この名前シリーズ、知る人ぞ知る順番で、次は山の名前についてということになるわけだが、これは既に「山名考」という記事名で少し書いている。
そこで、山の個有名でなく、「山」や「岳」についてふれてみよう。

それが山の名前であることを示す名称は、かなり多種ある。
「〇〇山」「〇〇岳」が特に一般的であるが、地図にざっと目を通しただけでも、他に「峰」「森」「峯」「嶺」などが目につくことと思う。
また、同じ「山」でも、「やま」、「さん」、「せん」など読みの区別もある。

これらの各種の山を表すことばは多種多様だが、呼ばれる山自体に、はっきりと違いがあるわけではない。例えば、高い山のない千葉に生まれ育った私など、「岳」というと、かなり高い山をイメージするが、全国的に見ると必ずしも「岳」のほうが「山」より高いというようなことはなく、いうまでもなく、日本一の富士は「山」である。

「岳」は低い山にはあまり見られないけれど、「急峻」「岩峰」などがそのキーワードになっているのかもしれない。いずれにしても、「岳」は個人的には憧れがある。
「森」というのは関東では馴染みは低いが、まったくないわけでもない。房総にも幾つかは数えることができる。しかし、東北や西日本ではかなり普通に見られるようだ。
「森」には地域性も強くあるようだが、その他の「岳」「峰」「嶺」などは、ある程度の全国共通のイメージがあるように感じる。

いっぽう、「山」の読み方。
「やま」と「さん」はごく普通だが、「せん」はとくに山陰特有といえる。「だいせん」と言われれば、すぐあの山陰の名山、伯耆富士が頭に浮かぶが、「大山」と書かれてはすぐに「だいせん」に繋がらない場合が多い。蒜山など他にも山陰の主に名山に「せん」は見られるようだが、その由来は思い当たらない。仏教の須弥山など、なにか関係あるのだろうか?

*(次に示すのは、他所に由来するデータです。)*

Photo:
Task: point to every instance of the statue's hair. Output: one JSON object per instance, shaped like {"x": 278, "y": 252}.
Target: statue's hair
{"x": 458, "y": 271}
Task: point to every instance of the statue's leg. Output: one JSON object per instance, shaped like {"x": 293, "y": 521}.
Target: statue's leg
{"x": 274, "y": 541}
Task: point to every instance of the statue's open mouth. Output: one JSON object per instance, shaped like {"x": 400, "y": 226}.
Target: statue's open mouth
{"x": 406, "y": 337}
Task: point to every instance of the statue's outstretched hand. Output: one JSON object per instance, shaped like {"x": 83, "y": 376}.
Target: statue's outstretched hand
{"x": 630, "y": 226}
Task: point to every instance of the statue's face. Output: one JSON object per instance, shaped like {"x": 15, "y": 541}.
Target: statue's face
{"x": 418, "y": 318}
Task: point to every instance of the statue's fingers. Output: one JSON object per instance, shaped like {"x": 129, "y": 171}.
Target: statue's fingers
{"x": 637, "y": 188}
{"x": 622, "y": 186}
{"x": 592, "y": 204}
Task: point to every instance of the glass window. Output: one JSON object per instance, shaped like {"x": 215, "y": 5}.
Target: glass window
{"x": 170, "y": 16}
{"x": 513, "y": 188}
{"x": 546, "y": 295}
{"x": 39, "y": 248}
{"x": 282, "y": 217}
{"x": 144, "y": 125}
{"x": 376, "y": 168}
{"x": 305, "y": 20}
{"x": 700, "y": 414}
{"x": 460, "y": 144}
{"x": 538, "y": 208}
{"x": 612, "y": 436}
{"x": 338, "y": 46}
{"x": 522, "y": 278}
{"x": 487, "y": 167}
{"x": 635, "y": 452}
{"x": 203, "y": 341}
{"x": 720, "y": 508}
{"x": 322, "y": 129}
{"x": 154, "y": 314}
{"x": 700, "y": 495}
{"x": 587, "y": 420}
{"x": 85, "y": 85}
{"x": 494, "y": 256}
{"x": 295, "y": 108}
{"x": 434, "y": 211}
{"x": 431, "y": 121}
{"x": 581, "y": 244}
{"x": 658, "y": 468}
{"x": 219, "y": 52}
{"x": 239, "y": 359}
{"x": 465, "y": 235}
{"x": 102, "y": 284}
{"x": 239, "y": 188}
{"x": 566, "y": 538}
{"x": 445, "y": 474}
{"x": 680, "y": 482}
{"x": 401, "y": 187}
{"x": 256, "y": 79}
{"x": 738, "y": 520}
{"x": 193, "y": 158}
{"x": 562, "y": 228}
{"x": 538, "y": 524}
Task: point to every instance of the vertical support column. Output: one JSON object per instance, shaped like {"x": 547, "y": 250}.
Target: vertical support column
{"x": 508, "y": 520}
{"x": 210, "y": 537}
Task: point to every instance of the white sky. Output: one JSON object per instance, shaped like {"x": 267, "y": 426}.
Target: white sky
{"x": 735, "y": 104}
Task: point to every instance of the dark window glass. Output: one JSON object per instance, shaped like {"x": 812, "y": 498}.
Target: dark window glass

これは余談だが、わたしの地元は全国一に山のない千葉にあって、さらに特に「山」に縁が遠い地域である。はるか遠くの景色も含めて、そう、富士山や筑波山も含めて、100mを越える山というものが一切見えない。それが山に対する憧れに繋がっているのだとは思うが、この山がちな日本列島に住んでいて、家から山が見えないというのはなんとも寂しい。
このへんの事情もあってと思うのだが・・・平地の田んぼの真ん中に、その昔、海が少しずつ後退していったときに、残していった砂丘跡を由来とする地形がある。かつて海跡湖や干潟から沼になった一帯(現在はたいてい田んぼとなっている)に比べると、1~2mくらいは高いその地形は概ね農業集落となっているのだが、その一部は植林になっている。
したがって、まっ平らな平地に木が生えている分少し離れても見えるわけであるが、これを称して「やま」という。僅かな高低差でもそこに山を見出そうとする意識の表れであろうか。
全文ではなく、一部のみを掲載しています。